Если в первой главе диссертации рассматривается процесс постижения и осознания Е.И. Замятиным мировоззрения и идейно-эстетических

установок творчества русского классика, то вторая глава посвящена уже результату этого усвоения традиции, то есть творческой интерпретации чеховских образов, идей, тем, развитию его излюбленных стилистических приемов в произведениях автора романа «Мы».

На защиту выносятся следующие положения диссертационного исследования:

  1. Творчество А.П. Чехова занимает особое место в художественном сознании Е.И. Замятина, что доказывают его письма, интервью, критические статьи и множество художественных произведений, включающих в себя «чеховское слово». Особая «страсть» к чеховскому слову связана с убежденностью автора романа «Мы» в «необычайной современности» классика, совмещавшего в своем наследии черты реализма, символизма и модернизма. Творчество А.П. Чехова помогает писателю XX века сформировать новую идейно-художественную систему, названную им неореализмом и включающую лаконизм, образную емкостью, яркую фабульность, игру сквозной деталью, метафоризацию сюжета.

  2. Замятинская публицистика, посвященная чеховскому наследию, отличается не только глубиной и профессионализмом, новизной интерпретацией, обнаружением новых аспектов художественного стиля, но и тем, что раскрывает свои сокровенные мысли на творческий процесс и значимость художественного слова.

  3. С помощью особой системы юмористических средств, разработанной «Антошей Чехонте», Е.И. Замятин, варьируя чеховские символы, образы, сюжетные линии, мотивы его ранних рассказов, создает серию новелл (Чрево», «Письменно», «Сподручница грешных»), в которых

типизируется образ русской женщины, совмещающий в себе антитетические (комические и одновременно драматические) черты.

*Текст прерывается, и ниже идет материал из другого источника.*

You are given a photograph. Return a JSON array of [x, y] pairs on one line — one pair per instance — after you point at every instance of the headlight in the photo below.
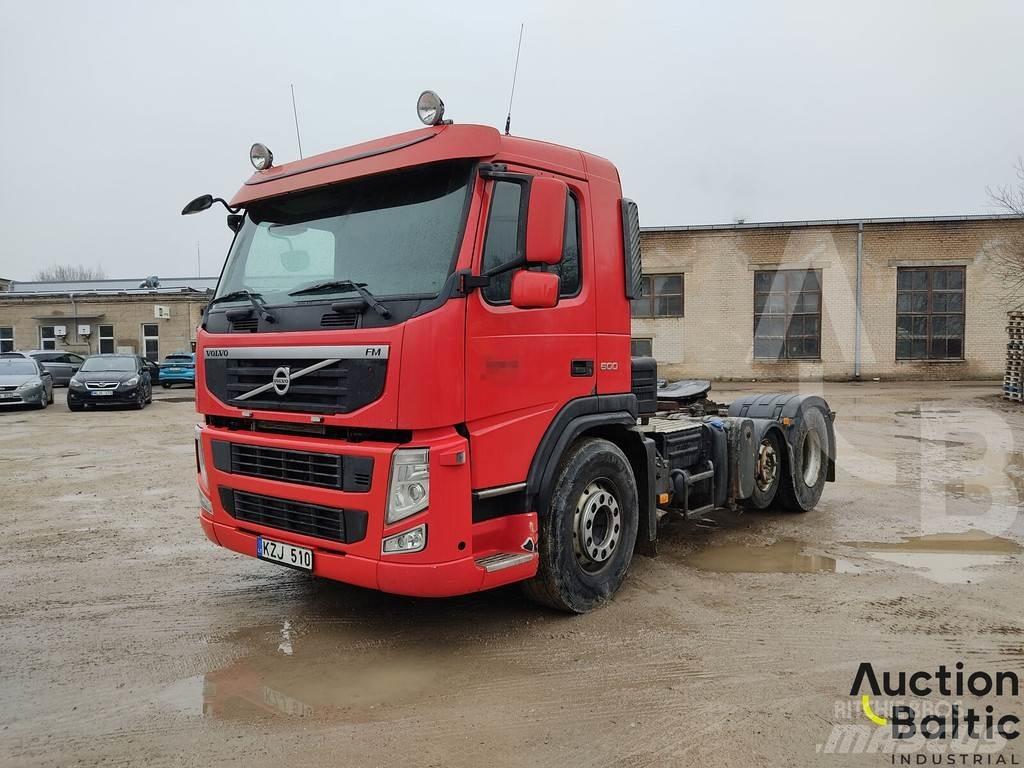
[[409, 492]]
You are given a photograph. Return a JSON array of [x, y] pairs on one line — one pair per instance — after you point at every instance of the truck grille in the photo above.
[[344, 525], [337, 388], [350, 473]]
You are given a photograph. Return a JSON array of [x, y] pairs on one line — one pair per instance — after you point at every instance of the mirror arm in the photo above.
[[224, 203]]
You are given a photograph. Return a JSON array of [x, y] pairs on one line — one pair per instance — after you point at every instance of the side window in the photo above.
[[568, 268], [502, 243]]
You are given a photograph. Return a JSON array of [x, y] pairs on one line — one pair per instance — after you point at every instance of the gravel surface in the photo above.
[[126, 638]]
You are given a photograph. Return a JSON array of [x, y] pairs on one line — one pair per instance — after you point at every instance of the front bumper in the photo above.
[[184, 377], [89, 397], [31, 397], [449, 563]]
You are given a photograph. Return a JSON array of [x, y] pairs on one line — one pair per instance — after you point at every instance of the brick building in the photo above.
[[145, 316], [779, 300]]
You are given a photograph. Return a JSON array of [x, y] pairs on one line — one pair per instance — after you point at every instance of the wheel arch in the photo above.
[[612, 418]]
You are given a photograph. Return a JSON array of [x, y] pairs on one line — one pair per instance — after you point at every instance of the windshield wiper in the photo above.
[[255, 299], [346, 286]]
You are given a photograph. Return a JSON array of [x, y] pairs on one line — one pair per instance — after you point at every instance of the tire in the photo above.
[[801, 488], [769, 468], [594, 493]]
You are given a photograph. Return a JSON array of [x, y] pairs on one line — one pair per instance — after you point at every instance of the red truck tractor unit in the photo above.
[[415, 376]]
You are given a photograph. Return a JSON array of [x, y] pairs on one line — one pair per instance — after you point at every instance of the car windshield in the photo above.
[[109, 364], [397, 232], [12, 367]]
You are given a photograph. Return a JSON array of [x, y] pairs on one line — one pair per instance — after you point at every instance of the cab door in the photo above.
[[523, 365]]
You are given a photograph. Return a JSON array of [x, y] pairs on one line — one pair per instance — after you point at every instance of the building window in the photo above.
[[107, 340], [642, 347], [787, 314], [151, 341], [660, 296], [930, 313], [47, 338], [502, 243]]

  1. Воздействие «чеховского слова» обнаруживается в новеллах Е.И. Замятина 1920-1931 годов («Икс», «Лев», «Встреча», «Часы» и др.), в которых широко применяется прием «парадоксальности» сюжетосложения и формируется оригинальная сказовая манера изложения. На основе ее возникает «самопародийный» стиль Е.И. Замятина.

  2. Парадоксален факт, что Е.И. Замятин включает поэтику раннего Чехова в свои «поздние» новеллы (1925-1931 г.), а сквозные чеховские идеи последнего периода входят в творчество раннего Е.И. Замятина, можно объяснить социально-историческими причинами. «Раннего» Замятина привлекала философская система зрелого Чехова, что характерно для периода подъема революционных настроений, а юмор «Чехонте» становится особенно важным в эпоху разочарований в последствиях революционного переворота1 в России, когда писатель разрабатывал «сатирический арсенал».

  3. Множество интертекстуальных перекличек в повестях «На куличках», «Землемер» и романе «Мы» с произведениями Чехова «Три года», «Дача», «Дом с мезонином», «Без заглавия» определяется авторской интенцией выявления национальных черт русской интеллигенции (в частности, таких, как идеализм и максимализм). «Чеховское слово», несомненно, обогатило художественную концепцию мира, представленную в творческом наследии Е.И. Замятина.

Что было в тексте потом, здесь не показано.